Audio-only walking navigation can leave users disoriented, relying on vague cardinal directions and lacking real-time environmental context, leading to frequent errors. To address this, we present a novel system that integrates a Vision Language Model (VLM) with a spatial audio cue.
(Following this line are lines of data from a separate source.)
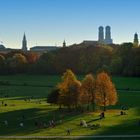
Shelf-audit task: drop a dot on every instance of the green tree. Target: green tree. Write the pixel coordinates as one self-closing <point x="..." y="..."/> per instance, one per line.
<point x="69" y="90"/>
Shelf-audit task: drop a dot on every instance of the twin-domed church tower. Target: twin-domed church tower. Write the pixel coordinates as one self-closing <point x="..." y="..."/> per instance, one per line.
<point x="24" y="43"/>
<point x="107" y="39"/>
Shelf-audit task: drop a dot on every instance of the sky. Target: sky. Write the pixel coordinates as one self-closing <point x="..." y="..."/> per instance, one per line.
<point x="49" y="22"/>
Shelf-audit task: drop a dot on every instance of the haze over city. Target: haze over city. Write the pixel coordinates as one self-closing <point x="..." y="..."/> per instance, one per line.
<point x="49" y="22"/>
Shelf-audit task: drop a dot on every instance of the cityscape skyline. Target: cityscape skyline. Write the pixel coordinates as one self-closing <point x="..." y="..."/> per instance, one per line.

Our system extracts environmental landmarks to anchor navigation instructions and, crucially, provides a directional spatial audio signal when the user faces the wrong direction, indicating the precise turn direction. In a user study (n=12), the spatial audio cue with VLM reduced route deviations compared to both VLM-only and Google Maps (audio-only) baseline systems. Users reported that the spatial audio cue effectively supported orientation and that landmark-anchored instructions provided a better navigation experience over audio-only Google Maps. This work serves as an initial look at the utility of future audio-only navigation systems for incorporating directional cues, especially real-time corrective spatial audio.
翻译:[翻译摘要]
纯音频步行导航常因依赖模糊的方位指示、缺乏实时环境情境导致用户方向迷失和频繁错误。为解决此问题,本文提出一种融合视觉语言模型与空间音频提示的新型系统。该系统提取环境地标锚定导航指令,并关键性地在用户面对错误方向时提供指向性空间音频信号以提示精确转向方向。用户研究(n=12)表明,结合空间音频提示的视觉语言模型系统相比仅使用视觉语言模型及谷歌地图(音频模式)的基线系统,显著减少路径偏差。参与者反馈,空间音频提示有效辅助方向感知,而地标锚定指令比纯音频谷歌地图带来更优导航体验。本工作初步揭示了未来纯音频导航系统整合方向性提示(特别是实时纠正性空间音频)的应用潜力。